クールな次期社長の甘い密約
「――どうぞ食べて下さい」
目の前に置かれたのは、見るからに胃に優しそうな中華がゆで、たっぷりの野菜とトロトロの卵が入っていて鶏ガラのいい香りがする。しかし、私の視線は向かいに座っている倉田さんに釘付けになっていた。
「私の顔に何か付いてますか?」
「あ、いえ、倉田さんはお休みの日もスーツなんですね。それに、そのヒヨコちゃんのエプロン……凄くお似合いで……」
口ではそう言ったが、本当は全然似合ってなくて笑いを堪えるのに必死だった。
「外出する時はスーツと決めています。このエプロンは、専務の部屋にあったのをお借りしました」
「えっ、専務の趣味なんですか?」
あの専務がヒヨコちゃん好きだったとは……驚いた。
「勝手に想像しないで下さい。専務はエプロンなどしません」
倉田さんの一言葉でハッとした。
あ……そういう事か。秘書課の彼女が部屋に来て料理を作ってるんだ。このエプロンは、その彼女が置いていった物。

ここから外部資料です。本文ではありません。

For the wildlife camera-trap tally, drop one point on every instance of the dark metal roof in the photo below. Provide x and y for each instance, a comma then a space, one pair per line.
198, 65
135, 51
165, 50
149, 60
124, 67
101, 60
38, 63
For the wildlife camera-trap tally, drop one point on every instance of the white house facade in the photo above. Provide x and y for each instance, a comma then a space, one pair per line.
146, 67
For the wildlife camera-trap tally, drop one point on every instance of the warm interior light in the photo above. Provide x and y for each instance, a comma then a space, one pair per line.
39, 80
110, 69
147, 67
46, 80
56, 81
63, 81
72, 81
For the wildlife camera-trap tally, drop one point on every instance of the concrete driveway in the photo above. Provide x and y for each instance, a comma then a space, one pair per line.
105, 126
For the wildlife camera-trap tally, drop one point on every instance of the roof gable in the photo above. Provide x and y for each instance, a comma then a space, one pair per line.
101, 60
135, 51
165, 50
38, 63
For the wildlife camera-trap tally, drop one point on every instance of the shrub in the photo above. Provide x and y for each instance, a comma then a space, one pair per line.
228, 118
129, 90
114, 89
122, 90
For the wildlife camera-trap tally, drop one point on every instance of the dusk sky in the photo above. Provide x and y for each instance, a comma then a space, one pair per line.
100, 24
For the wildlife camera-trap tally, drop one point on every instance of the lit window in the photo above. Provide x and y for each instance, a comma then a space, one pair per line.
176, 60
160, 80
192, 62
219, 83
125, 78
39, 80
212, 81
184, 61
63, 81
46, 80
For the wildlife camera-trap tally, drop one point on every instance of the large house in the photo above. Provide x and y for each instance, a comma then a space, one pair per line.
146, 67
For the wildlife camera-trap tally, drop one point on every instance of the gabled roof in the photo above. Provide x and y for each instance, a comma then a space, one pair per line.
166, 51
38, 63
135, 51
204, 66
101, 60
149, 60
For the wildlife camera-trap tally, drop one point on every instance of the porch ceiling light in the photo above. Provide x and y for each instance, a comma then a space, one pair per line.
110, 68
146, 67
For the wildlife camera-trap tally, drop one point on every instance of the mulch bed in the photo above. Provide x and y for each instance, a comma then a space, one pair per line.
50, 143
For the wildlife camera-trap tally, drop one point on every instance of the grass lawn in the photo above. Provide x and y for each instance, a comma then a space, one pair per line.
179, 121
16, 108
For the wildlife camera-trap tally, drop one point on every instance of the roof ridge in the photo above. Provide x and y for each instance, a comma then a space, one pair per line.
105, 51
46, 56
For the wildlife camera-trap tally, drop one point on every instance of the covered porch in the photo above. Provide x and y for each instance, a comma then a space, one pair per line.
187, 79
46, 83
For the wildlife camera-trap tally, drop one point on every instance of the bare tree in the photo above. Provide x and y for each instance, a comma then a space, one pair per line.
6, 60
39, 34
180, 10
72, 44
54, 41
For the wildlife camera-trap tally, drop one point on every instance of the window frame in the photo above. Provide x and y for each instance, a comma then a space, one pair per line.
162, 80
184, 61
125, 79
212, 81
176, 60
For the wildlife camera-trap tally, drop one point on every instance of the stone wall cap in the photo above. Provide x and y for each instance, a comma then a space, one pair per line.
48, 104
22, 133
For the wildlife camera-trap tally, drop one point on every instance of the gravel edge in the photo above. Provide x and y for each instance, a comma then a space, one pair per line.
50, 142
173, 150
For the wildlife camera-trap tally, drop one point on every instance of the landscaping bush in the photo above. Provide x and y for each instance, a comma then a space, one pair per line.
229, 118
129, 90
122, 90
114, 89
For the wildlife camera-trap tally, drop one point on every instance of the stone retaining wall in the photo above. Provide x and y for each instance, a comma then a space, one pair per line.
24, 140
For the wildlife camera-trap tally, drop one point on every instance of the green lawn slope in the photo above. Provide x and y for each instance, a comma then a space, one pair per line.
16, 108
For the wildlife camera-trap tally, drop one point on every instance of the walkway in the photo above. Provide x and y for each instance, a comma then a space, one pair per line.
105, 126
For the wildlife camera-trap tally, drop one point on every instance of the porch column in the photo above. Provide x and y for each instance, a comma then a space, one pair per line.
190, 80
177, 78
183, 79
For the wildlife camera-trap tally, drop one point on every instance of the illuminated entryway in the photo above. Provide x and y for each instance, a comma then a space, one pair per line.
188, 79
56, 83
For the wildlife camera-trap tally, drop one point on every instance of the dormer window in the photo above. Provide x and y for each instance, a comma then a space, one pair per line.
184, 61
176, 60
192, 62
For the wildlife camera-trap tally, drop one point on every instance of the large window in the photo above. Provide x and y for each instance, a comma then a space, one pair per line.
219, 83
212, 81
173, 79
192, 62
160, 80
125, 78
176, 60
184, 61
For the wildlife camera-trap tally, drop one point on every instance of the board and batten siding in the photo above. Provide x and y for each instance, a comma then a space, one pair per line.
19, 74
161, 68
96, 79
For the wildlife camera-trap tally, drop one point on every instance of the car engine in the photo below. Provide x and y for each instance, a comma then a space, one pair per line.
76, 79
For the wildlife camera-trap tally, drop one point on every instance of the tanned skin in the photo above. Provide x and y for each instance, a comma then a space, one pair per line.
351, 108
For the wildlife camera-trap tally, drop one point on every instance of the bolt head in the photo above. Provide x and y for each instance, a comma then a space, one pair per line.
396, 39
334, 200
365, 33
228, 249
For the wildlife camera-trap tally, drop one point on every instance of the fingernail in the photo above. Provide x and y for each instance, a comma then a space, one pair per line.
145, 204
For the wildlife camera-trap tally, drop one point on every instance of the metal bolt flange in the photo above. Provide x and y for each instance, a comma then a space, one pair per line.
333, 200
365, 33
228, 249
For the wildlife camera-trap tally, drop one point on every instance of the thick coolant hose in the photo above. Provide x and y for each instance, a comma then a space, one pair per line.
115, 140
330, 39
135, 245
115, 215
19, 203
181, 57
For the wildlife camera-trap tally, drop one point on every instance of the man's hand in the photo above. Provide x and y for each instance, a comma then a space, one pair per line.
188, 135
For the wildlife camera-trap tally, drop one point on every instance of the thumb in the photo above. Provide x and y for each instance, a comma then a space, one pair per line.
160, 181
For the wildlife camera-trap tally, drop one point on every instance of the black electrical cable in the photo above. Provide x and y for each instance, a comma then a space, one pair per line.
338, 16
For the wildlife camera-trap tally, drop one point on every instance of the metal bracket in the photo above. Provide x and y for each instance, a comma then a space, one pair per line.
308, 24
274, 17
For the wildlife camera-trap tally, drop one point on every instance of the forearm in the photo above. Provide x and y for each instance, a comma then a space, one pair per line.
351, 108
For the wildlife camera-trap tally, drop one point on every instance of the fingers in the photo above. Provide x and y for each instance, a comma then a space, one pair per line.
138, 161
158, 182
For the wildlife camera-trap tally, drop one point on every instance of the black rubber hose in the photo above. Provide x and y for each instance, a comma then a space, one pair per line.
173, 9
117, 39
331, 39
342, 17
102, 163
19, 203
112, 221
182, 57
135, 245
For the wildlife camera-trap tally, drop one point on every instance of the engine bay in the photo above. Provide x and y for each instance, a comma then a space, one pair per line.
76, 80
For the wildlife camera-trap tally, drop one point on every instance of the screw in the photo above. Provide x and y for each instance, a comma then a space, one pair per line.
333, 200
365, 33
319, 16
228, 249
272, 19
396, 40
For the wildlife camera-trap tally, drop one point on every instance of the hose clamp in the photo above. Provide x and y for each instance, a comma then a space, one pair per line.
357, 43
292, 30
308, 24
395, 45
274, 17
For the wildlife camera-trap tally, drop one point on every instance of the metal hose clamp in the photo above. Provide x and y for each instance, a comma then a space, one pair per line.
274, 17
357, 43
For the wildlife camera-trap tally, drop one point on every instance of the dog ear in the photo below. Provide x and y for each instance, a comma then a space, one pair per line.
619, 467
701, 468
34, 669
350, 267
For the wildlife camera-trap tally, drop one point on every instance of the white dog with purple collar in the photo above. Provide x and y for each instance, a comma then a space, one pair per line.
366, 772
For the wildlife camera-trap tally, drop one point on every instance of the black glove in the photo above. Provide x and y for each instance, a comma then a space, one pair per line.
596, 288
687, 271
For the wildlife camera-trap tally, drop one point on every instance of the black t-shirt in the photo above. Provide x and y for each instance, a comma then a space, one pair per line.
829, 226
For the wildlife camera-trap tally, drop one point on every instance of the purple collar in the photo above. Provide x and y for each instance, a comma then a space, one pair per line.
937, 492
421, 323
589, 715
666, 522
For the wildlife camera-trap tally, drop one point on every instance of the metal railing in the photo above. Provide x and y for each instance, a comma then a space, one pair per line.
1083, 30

一気にテンションが下がり、浮つていた自分が恥ずかしくなる。
「それより、早く食べて下さい。冷めてしまいます」
食欲がない上に、専務と彼女の親密さを見せつけられ、よけい食べる気が失せてしまった。でも、せっかく倉田さんが作ってくれたのだから食べないワケにはいかない。引きつった顔で蓮華を口の中に押し込む。すると……
「わぁ、美味しい!」
あんなに食欲がなかったのに、あっという間に完食してしまった。